Why Global Movie Release Dates Matter To Brands
Table Of Contents
THE WORLD IS FLAT WHEN IT COMES TO BRAND MARKETING
Something has happened over the last twenty years that if you aren't in the movie industry, you might not have realized: Movies release internationally at around the same time as in the US.
This might not sound like big news, but for brand marketers, this recent development - along of course with the whole 'world is flat' and social media word and word of mouth marketing - has changed the ability to market around a feature film. In this blog post we take a look at some of the data on film release date changes, and what it means to marketers.
Recent Research
One of our favorite film research bloggers, Stephen Follows, recently wrote this great article on the differences between US and UK film releases, and how the margin has gotten smaller in recent years. Be sure to check out his blog post on the subject matter!
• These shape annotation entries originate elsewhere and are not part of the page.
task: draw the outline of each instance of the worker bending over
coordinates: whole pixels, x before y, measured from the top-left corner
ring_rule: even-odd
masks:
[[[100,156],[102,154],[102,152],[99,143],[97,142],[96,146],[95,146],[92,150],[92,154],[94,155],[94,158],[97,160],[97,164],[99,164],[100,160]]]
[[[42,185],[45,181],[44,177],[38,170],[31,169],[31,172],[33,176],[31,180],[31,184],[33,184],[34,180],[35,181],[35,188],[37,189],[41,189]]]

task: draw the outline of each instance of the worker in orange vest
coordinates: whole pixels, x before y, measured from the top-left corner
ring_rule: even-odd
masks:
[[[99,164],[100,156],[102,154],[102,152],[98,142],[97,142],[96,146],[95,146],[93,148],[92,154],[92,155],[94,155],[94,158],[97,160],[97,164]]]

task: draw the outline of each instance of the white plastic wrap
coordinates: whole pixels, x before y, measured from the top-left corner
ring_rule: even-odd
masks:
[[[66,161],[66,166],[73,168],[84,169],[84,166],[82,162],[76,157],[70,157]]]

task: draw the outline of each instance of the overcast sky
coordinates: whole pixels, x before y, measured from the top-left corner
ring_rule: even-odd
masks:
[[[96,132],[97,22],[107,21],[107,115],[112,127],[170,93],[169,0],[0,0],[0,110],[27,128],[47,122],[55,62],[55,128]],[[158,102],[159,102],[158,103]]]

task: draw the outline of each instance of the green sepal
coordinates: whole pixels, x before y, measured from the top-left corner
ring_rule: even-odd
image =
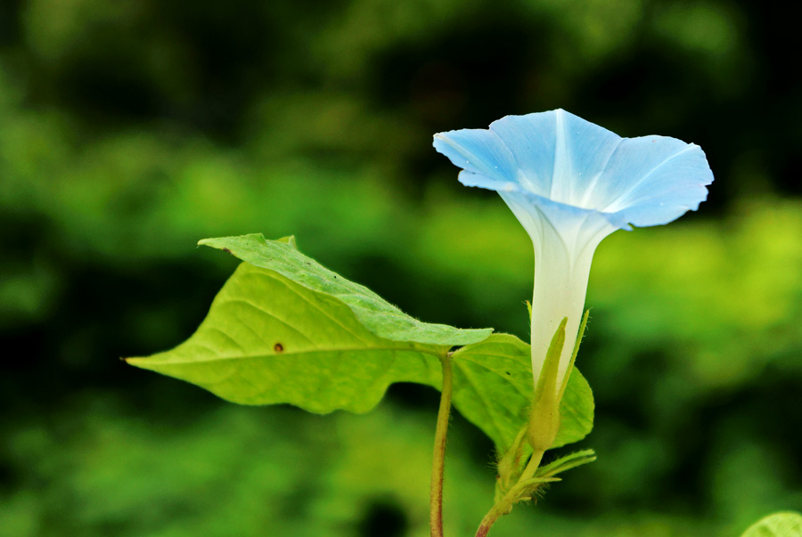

One of the examples he used was that "Austin Powers: International Man of Mystery opened in America and Canada on 2nd May 1997, but South Koreans had to wait until 19th November 2000 to see it." Can you even imagine that happening now? There would be fan riots! :)
More Money. Now
For one, the day of the week drives movie traffic just like it does in the US. More people are going to actually be going to movie theaters on a Friday night (date night!) and Saturday than on any other nights of the week. So the studios are able to sweeten that footprint of movie viewers and capture more dollars. Now, not tomorrow. And that rapid rise in dollars that are caught acts like lubricant to other people to get them into the movie theater doors as well - because after all, if EVERYONE is seeing it, shouldn't you too?
Piracy
One of the reasons studios have moved to have same date or similar date releases internationally is due to piracy. In fact, not only are movies now released at the same time in Asia and Europe - they may be released a day or two actually AHEAD of the US.
The reasoning here is that before this change, more blatantly bad piracy acts of individuals sitting in the theater with a video recorder held up, recording what is on screen for later sharing to all on piracy sites was occurring. And fans hungry for anything would be willing to watch it, as the loooong wait of up to half a year + for the film to come out in their market just wasn't worth the wait.
Piracy isn't going to go anywhere, but this is one of the best ways the movie studios can damper the negatives to some degree.
Home Entertainment
Even with home entertainment, you are seeing dates push up closer to the date of the initial movie release versus waiting 6 to 9 months (or longer) to be available for home viewers. In large part - or in all part - that reason is technology. No longer does VHS production have to occur - with copies of the films actually recorded on tape, and then shipped and warehoused to get to distributors. That world is gone with the ability to Stream on Demand, and the creation of that home entertainment component has scaled down sizably with both cost and time for the studios.
Movie Marketing
Studios can be better planners - creating a global program for the film versus looking at advertising in just the US, then just in Asia, then just in Europe, et al. Instead, just like with brand marketers, a true campaign can be created. Same-date release allows a studio to mount a major word-of-mouth AND social media (hey, it’s kinda the same) campaign around the film, and also push advertising spend across all countries through traditional print, radio and TV channels as well.
The Reason We Care - Brand Marketing
And the best reason for this change - at least to our way of thinknig? Is that it provides brand marketers a better ease to wrap their own marketing dollars around the film, and create a true co-branded marketing campaign around the specific launch period or targeted marketing period already alotted for the brand.
A mobile phone partner that is going to release a new model isn’t staggering that release date in each country. Think of movies like Bond or Avengers… that mobile (or beer…or auto…or…) company is going to want shout from the tops of mountains NOW about the partnership, and not slooooowly push it out to market. In decades past, marketers would only concentrate on US marketing, as everything else was just too uncertain and spread apart. The movie studios are smart – they want to make everyone’s dollars better work for them. Including creating more opportunities for brands to TRULY partner and support the film.
How Can A Brand Leverage This?
Brand marketers have more opportunities to leverage a film partnership to it's highest potential. A film partnership doesn't HAVE to be based around product placement - just check out our blog on Star Wars and all of the successful global and domestic partnerships as an example. But for films that offer realistic product placement opportunities, we could not more so encourage brands to look into embedding themselves into the storyline - and THEN marketing the heck out of it.